Le choix de la détention
Anton Putyatov a déserté en juillet 2024 pour assister à l'accouchement de sa femme. Renvoyé au front puis blessé, il a sollicité un enquêteur militaire pour signifier son refus de participer aux opérations. Malgré ses demandes, il a été réaffecté au même régiment. Il déclare : "Je suis prêt à purger une peine de prison, conformément à la loi en vigueur. Si je suis condamné à cinq à dix ans, je purgerai ma peine. Si je bénéficie d’une libération conditionnelle, je ferai tout mon possible pour éviter l’humiliation et saisir cette occasion de retrouver ma femme et mon enfant."
Des camps temporaires pour les "récalcitrants"
Selon le média indépendant MediaZona, des camps temporaires existent à travers la Russie pour ces soldats maintenus en détention sans statut légal clair. Des avocats rapportent que même l'ouverture d'une procédure pénale ne garantit pas un procès.
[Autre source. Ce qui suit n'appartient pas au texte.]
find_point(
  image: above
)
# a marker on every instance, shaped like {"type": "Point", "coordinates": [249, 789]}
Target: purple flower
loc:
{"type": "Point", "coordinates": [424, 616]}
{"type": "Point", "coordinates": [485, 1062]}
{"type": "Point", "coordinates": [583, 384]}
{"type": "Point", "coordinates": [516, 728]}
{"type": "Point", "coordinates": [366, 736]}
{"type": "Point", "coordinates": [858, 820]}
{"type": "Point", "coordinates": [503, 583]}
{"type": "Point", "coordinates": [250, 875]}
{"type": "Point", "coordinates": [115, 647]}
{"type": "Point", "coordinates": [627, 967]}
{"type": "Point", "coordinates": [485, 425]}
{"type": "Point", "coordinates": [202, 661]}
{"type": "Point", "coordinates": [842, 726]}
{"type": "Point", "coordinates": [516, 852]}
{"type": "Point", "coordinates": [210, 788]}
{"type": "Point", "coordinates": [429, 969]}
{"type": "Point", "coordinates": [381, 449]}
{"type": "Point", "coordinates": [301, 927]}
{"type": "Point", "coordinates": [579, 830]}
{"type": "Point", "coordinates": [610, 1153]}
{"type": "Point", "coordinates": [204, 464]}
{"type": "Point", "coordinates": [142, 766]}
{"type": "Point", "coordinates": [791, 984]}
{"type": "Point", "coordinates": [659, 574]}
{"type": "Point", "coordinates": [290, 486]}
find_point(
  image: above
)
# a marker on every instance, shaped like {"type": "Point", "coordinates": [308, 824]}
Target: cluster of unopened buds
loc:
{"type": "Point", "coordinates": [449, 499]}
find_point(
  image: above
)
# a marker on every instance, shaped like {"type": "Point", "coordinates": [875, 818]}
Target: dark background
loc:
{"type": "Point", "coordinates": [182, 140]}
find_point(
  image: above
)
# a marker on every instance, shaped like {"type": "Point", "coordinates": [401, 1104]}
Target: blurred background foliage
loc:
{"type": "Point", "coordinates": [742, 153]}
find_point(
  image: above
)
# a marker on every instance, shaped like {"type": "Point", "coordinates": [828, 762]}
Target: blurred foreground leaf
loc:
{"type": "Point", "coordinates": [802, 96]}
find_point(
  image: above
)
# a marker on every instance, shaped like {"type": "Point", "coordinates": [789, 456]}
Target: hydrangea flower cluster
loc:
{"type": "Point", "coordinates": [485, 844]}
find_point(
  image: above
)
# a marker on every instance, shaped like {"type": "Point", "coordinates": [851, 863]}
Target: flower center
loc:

Vladimir Bernhardt, fondateur de l'Association des avocats militaires, explique : "Il n’y a pas assez d’hommes pour les assauts, alors on y envoie tout le monde."
Cette stratégie désespérée reflète l'ampleur des pertes russes et la pression croissante sur les troupes. Alors que le conflit s'enlise, le nombre de soldats cherchant à fuir le front par la prison ne cesse d'augmenter, illustrant un phénomène inquiétant au sein de l'armée russe.